Jessica tells the couple’s story in a session. She says Boris is a little prince who had to grow up too soon (her words). He grew up into a king who fell in love with a blonde girl, then found adulthood to be as confining as princehood (again, her words).
Boris & Jessica
To me, it sounds like Boris feels a lot of pain inside. He expects Jessica to alleviate that pain. In other words, to exist for him.
He expects her to live where he wants to live, buy groceries how he wants groceries. If she doesn’t, he criticizes her pretty harshly. If she protests, he stomps her out. If she apologizes, he stomps her out. He listens to her pleading with a sort of pleasure that made me uncomfortable.
Boris’ focus is on story, not truth. For example, he complains about how he was portrayed in the first session—that he sounded like a monster. He doesn’t wonder if he treated Jessica like a monster. He cares if he is portrayed like a monster.
Boris and Jessica stop therapy after a few sessions. Orna holds Boris accountable, which he will not tolerate.
But—they come back one more time.
Mondo & Kyle
Happily Ever After
Boris and Jessica frame this last therapy session as a victory lap.
Boris says how their problems were really bad, but then he planned a special birthday weekend for Jessica. This is his story—he’s the knight in shining armor saving the marriage.
Really, Jessica told Boris to move out. I think Boris had his “oh shit” moment. He realized he pushed Jessica too far. So he threw a last-ditch-hail-Mary, took Jessica out in the city they live (three months of planning-my-ass), and told her all the things she wanted to hear.
Does this mean his contempt before was a choice? Or was it really due to depression? I don’t know. All I know is he changed his behavior quickly.
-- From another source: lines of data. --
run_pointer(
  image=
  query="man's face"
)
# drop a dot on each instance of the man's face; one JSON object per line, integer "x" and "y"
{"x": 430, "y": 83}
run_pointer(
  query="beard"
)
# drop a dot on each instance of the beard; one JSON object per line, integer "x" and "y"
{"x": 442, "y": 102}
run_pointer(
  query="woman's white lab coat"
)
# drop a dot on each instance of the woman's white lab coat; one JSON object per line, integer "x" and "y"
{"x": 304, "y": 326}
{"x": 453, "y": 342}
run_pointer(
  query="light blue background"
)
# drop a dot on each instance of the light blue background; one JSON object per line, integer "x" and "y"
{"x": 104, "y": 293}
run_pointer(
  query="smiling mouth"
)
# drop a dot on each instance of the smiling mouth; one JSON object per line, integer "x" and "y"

Maybe Jessica was relieved, maybe she believed him, maybe the kindness and attention felt really good. Whatever it was, Jessica takes him back.
Was this a breakthrough? Did Boris change for good? Or is this the uptick in their cycle?
I think that Boris blames Jessica for his pain because it creates a story that serves him. He is good, but more importantly, he is a victim. If his internal pain isn’t his responsibility, it means he doesn’t have to do anything to fix it.
When you’re unhappy, it’s really hard to do the work to make yourself feel better. It’s easy to blame someone else.
I think once this high fades, and his internal pain creeps in again, Boris will be faced with a choice: do the work to change, or blame Jessica again.
But who knows. Maybe Boris and Jessica figured it out. Maybe this is just my story, projected onto them.